View of Main Street in Dayton, Montgomery County, Ohio, ca. 1886-1888. This photograph is part of a collection compiled by Henry Howe while researching the 1889 edition of "Historical Collections of Ohio."
During the late nineteenth and the early twentieth centuries, to eliminate the power of city bosses, many municipalities established the position of city manager.
Americans were becoming more and more concerned about corruption within the political process in the late nineteenth and early twentieth centuries. These concerns contributed to the growth of Progressivism, a major reform movement of this era. One reform instituted by Progressives in many states was to replace mayors with city managers. Often, city bosses were influential in getting their candidates elected to city government. Progressives believed that connections to city bosses and their political machines often kept mayors from acting in the public's interest. In order to get rid of the corruption within city politics, reformers advocated that cities hire a professional, known as a city manager, to run the government.
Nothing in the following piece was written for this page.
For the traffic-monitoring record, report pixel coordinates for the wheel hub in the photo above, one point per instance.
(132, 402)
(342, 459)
This person would have no political obligations since he/she was not elected. Typically, city managers were college educated, receiving special training in city operations and business management.
Dayton became the first city in Ohio and the first major city in the nation to adopt a city manager. Soon, Springfield, Ashtabula, and Sandusky followed Dayton's example. More than thirty other Ohio cities eventually made the transition from an elected mayor to a city manager, although not all kept this new form of government in the long-term. Both Akron and Cleveland experimented briefly with city managers but chose to return to mayors.